Our church, which has a magnificent view of blue ocean and sky as well as a sanctuary with beautiful stained glass windows, welcomes even some couples from Japan every year.

“Love is not a feeling, but a choice.  Even if you feel nothing, you chose to serve someone: That is love.”

“ To serve each other; to lay down your life each other—That is a marriage.”

“ You’ll meet lots of challenges, but if you invest your time and energy into your marriage, looking up Jesus as your loving model, your relationship will get tighter and stronger as if the closer two sides of a triangle are getting to the top, the shorter the distance of two becomes.”

“ I pray that many years later, on your anniversary, looking in each other’s eyes and holding each other’s hand, you will say, ‘I ‘m glad I chose to spend my life with you.”

Interpreting George’s words, I was touched, and moved by tears of the bride in a beautiful white gown.

I was thankful for George, who conducts a beautiful meaningful ceremony, inviting the air of happiness, the Holy Spirit, and for being able to assist him in this way.

I am blessed.

Hot Toddy Thanksgiving

I have been fighting with a cold for a few days, but it got worse the day before the Thanksgiving.
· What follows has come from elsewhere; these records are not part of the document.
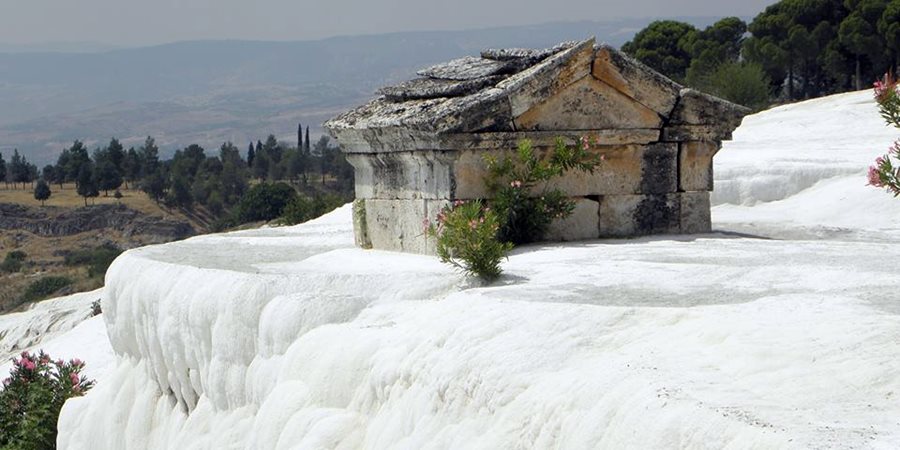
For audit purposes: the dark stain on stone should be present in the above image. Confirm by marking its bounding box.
[633,195,681,234]
[641,144,678,194]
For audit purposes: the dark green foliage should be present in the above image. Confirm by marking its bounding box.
[697,63,769,111]
[234,183,297,224]
[34,179,51,206]
[63,244,122,278]
[425,200,513,281]
[76,161,100,206]
[141,164,168,204]
[22,276,72,303]
[622,20,697,81]
[485,138,600,245]
[6,149,37,189]
[279,195,350,225]
[0,351,94,450]
[0,250,28,273]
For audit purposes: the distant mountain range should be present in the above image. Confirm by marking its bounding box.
[0,18,716,165]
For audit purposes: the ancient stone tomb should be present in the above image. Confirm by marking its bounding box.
[325,39,748,253]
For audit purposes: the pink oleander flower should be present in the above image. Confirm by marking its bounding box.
[874,80,885,98]
[20,359,36,370]
[869,166,884,187]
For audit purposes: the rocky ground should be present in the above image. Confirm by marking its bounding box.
[0,188,204,312]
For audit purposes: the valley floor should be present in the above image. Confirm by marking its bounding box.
[1,92,900,449]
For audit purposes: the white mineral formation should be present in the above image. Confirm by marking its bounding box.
[29,92,900,450]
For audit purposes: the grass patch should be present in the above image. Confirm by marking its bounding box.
[22,276,72,303]
[63,244,122,278]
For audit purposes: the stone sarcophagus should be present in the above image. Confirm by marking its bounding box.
[325,39,748,253]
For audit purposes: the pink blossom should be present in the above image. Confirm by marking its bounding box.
[869,166,884,187]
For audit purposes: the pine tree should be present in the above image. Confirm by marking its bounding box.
[303,125,310,156]
[0,153,6,187]
[297,123,303,151]
[34,178,52,206]
[76,161,100,206]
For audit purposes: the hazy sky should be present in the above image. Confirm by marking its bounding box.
[0,0,774,46]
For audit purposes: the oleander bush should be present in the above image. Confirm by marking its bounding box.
[868,74,900,197]
[425,138,602,281]
[0,351,94,450]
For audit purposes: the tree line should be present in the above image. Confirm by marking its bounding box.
[0,121,353,217]
[622,0,900,109]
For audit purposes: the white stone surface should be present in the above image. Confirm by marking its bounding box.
[5,92,900,449]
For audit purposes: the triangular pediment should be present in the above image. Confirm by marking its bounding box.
[514,76,662,131]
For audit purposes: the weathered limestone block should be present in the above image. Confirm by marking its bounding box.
[378,76,502,102]
[453,143,678,199]
[546,198,600,241]
[347,151,454,199]
[591,44,682,117]
[638,143,678,194]
[325,39,749,253]
[678,191,712,234]
[660,125,732,142]
[497,39,594,117]
[600,194,681,237]
[416,56,509,81]
[438,128,659,151]
[353,199,372,249]
[514,77,662,131]
[365,199,448,254]
[678,141,719,191]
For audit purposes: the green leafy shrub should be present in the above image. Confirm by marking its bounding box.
[425,201,512,281]
[279,195,349,225]
[869,75,900,197]
[233,183,297,225]
[22,276,72,303]
[689,62,769,111]
[0,351,94,450]
[425,138,602,281]
[485,138,602,245]
[0,250,28,273]
[63,243,122,278]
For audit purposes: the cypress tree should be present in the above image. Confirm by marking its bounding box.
[297,123,303,151]
[303,125,309,155]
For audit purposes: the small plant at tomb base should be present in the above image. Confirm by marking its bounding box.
[485,137,603,245]
[868,74,900,197]
[425,138,603,281]
[0,351,94,450]
[425,200,512,281]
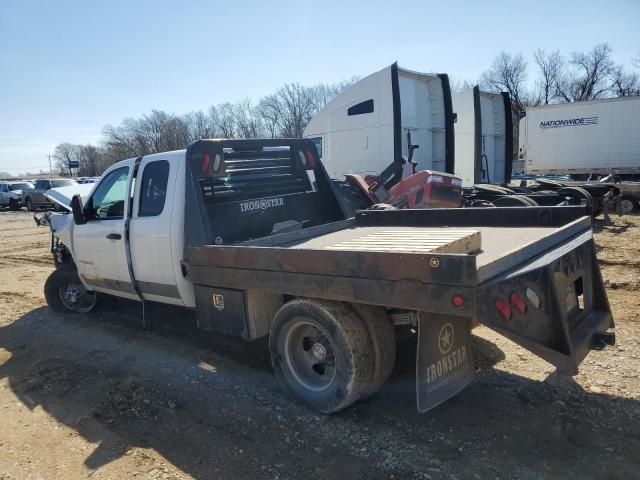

My head was as if it were full of spider webs, and my barometer of energy was low.  Not even feeling like putting on makeup, I went to a store with red nose and bags under my eyes to pick up a fresh turkey yesterday.

Usually I get up 6 am and start cooking the turkey on a Thanksgiving, but yesterday, as I was afraid that I might not be able to get up once I went to bed, I wanted to get a head start as much as possible.

A turkey dinner is an important tradition for George, who has never missed it since he was born.  Even though there are only five of us, I can’t imagine a Thanksgiving without turkey and it would be very disappointing for all of us if there were no turkey.

Taking Tylenol and multiple vitamins, wearing a mask, and blowing my nose, I was determined.

Then George, who was concerned about me, made a Hot Toddy, a brown tea with honey, lemon, and brandy, which his Aunt Peggy used to make it for him.

As I drank it, my chest immediately became warm and felt better!

Meanwhile, Pinky, my daughter-in-law emailed me that Soh, my second son, was also sick and in bed.

I recommended to her a Hot Toddy for Soh, and after I asked George to put the turkey in the oven in the morning if I would be too sick to get up, I went to bed.

Thanksgiving morning, because of George’s Hot Toddy, I could get up early.

This is good!  As I thought so, Soh called me with a hideous voice.  I got better, but Soh had not.

Well then, only Roy, the fist son can come: a 10 lb. Turkey for only three of us.  Is this going to be our Thanksgiving?

George started wondering that maybe we should cancel today’s dinner and redo it on Saturday.

But I had already cooked more than half, and I didn’t know if everyone could come on Saturday.

I was going to ask Pinky to come to pick up the turkey dinner for them.

While I was wondering, Soh called again saying he was coming because he felt a little better because of Tylenol.

Thereafter, it was close to be lame, but everyone got together by noon and kept the tradition; sharing thanks with turkey dinner.

My first thanks is , no doubt, that I could have Thanksgiving again in spite of my cancer.

I am thankful for all the family, friends, and the medical staff;

the summer trip with my mother and cousins;

the good health insurance provided by Torrance Unified School District. And more!

George said, “During hard times, it is important to be thankful because that is the key to bring happiness.”

Agreeing completely with him, I enjoyed the delicious turkey I had with my beloved family!